Mit einem geschätzten Vermögen von 2,8 Milliarden Euro belegte Erwin Müller 2017 auf der „Forbes-Liste“Platz 47 unter den reichsten Deutschen. Noch einige Jahre vorher hatte ihn sein Faible für riskante Finanzwetten beinahe ins Straucheln gebracht – als sich der Unternehmer mit Währungsgeschäften gegen den Schweizer Franken verspekulierte. Auf Druck der Banken musste Müller damals seinen Konzern neu ordnen, Geld nachschießen und umfangreiche Sicherheiten für die weitere Finanzierung stellen.

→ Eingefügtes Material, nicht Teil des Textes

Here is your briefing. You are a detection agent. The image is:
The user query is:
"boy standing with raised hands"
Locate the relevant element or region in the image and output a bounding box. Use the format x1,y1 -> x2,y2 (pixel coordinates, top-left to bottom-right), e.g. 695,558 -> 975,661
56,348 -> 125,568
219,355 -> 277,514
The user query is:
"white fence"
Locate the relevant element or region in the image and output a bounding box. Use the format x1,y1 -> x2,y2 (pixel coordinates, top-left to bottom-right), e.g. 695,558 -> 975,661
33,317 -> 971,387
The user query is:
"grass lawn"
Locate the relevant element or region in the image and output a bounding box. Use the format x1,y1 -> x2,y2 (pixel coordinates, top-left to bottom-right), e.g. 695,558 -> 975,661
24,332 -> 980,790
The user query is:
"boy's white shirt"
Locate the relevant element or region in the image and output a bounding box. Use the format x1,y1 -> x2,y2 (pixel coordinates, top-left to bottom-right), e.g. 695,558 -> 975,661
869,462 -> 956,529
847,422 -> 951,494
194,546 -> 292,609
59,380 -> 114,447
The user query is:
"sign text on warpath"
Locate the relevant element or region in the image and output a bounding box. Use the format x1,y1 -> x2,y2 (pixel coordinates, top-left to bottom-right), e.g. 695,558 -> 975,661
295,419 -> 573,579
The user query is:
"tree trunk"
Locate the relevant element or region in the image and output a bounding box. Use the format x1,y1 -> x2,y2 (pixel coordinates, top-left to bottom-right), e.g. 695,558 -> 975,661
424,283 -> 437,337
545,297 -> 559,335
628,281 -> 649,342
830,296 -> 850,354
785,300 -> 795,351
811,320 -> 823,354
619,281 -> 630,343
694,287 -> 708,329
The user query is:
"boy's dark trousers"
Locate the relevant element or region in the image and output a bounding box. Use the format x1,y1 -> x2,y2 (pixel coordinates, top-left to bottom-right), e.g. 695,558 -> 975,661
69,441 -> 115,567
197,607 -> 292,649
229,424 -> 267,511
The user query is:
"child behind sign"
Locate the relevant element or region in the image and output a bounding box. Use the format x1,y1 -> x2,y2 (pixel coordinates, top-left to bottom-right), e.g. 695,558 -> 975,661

Schiffbruch erlitt er auch mit hochriskanten Fonds, die ihm die Schweizer Bank J. Safra Sarasin verkauft hatte. Immerhin aber erstritt der Drogerie-Unternehmer aus dieser Geschäftsbeziehung vor Gericht 45 Millionen Euro Schadenersatz. Als besonders spendabel galt und gilt Müller trotz seines Vermögens in der Öffentlichkeit allerdings nicht, die er ohnehin so gut es geht meidet. Aber auch in diesem Punkt war Müller schon für Überraschungen gut, beispielsweise als er für die Aktion „Drachenkinder“des Senders Radio 7 respektable 60 000 Euro spendete.
Dass Erwin Müller bis heute als Musterbeispiel eines Workaholics gilt und nach wie vor jeden Tag in der Firma anzutreffen ist, heißt freilich nicht, dass er sich überhaupt keine privaten Liebhabereien gönnt. Auf Mallorca besitzt er eine Finca und betreibt eine Straußenfarm. Zudem geht er gern in die Luft, standesgemäß mit einem Segelflugzeug, das mit einer Spannweite von 30 Metern eines der weltweit größten seiner Art sein soll. Bereits 1995 hatte Müller das Café Gerbeaud in Budapest, eines der traditionsreichsten Kaffeehäuser Europas, erworben und aufwendig restauriert, so dass es heute wieder im alten Glanz der Gründerzeit erstrahlt.